Berlusconi acquitted of witness-bribing

MILAN -- Italian former Premier Silvio Berlusconi was found innocent Wednesday of witness tampering, in a trial related to the sexually charged "bunga bunga" parties he held at his villa near Milan while he was in office.

The 6-year-old trial is the third and likely final one in a scandal that made headlines around the world in 2010 when Berlusconi -- as a sitting premier -- faced charges of having paid for sex with an underage girl. He was eventually acquitted.

In the third trial, Berlusconi faced charges of paying off witnesses to lie in earlier trials. Prosecutors had sought a six-year prison sentence for him, along with $10.7 million in damages. A further 28 people, including the woman at the center of the scandal, Karima el-Mahroug, were also all found innocent on Wednesday.

"I am very happy," el-Mahroug told reporters after hearing the acquittal, adding that it showed she had always spoken the truth. "I just need a moment to assimilate this fact, to believe it."

Berlusconi was not present as the verdict was read, but in an Instagram post said the acquittal had ended years of "suffering, of mud and of incalculable political damage."

His lawyer, Federico Cecconi, called the verdict, which formally found no crime had been committed, "the fullest acquittal we could achieve."

Quake hits near New Zealand's capital

WELLINGTON, New Zealand -- A magnitude 5.7 earthquake struck near the New Zealand capital Wellington on Wednesday, the U.S. Geological Survey said, as the nation grapples with widespread landslides and flooding across a sodden landscape after a cyclone.

New Zealand's National Emergency Management Center tweeted that the shake was "widely felt in the North Island." There were no immediate reports of damage or injury and no tsunami warning.

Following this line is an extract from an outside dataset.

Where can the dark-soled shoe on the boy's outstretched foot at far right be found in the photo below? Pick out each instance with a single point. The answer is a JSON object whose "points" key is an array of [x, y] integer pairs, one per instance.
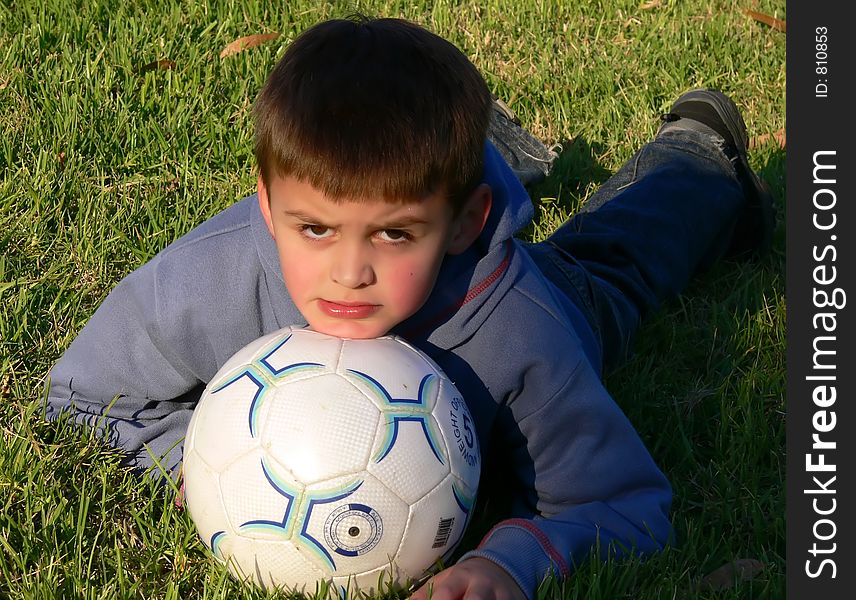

The quake struck under the Cook Strait that separates the North and South Islands at a depth of 50 miles, the survey reported.

Wellington is on the southern end of the more populous North Island, which is responding to a cyclone this week that has left four people dead and is the South Pacific nation's most destructive weather event in decades.

While Cyclone Gabrielle is moving away from New Zealand, an unrelated weather system is forecast to bring more heavy rain in the days ahead, which will increase risks of further landslides and flooding.

The nation of 5 million people sits on the "Ring of Fire," an arc of seismic faults around the Pacific Ocean where earthquakes are common.

An earthquake in Christchurch on the South Island in 2011 killed 185 people and destroyed thousands of homes and buildings.

Shut by protests, Machu Picchu reopens

LIMA, Peru -- Peru's Machu Picchu, an Inca-era stone citadel nestled in its southeastern jungle, reopened on Wednesday after being closed nearly a month ago amid antigovernment protests, the culture ministry announced.

Agreements were made between authorities, social groups and the local tourism industry to guarantee the security of the famed tourist attraction and transport services.

Protests calling for the resignation of President Dina Boluarte and members of Peru's Congress have shaken the region, including Cuzco, for more than two months. The demonstrations caused a blockade of the train tracks leading to the stone citadel.

The protests have led to 60 deaths: 48 are civilians who died in clashes with the security forces; 11 civilians killed in traffic accidents related to road blockades; and one policeman who died inside a patrol car when it was set on fire, according to data from the Ombudsman's Office.

The closure of Machu Picchu, on Jan. 21, forced the government to airlift more than 400 tourists from Machu Picchu to the city of Cusco by helicopter.

Machu Picchu was built by the Incas in the 15th century as a religious sanctuary high in Andes Mountains.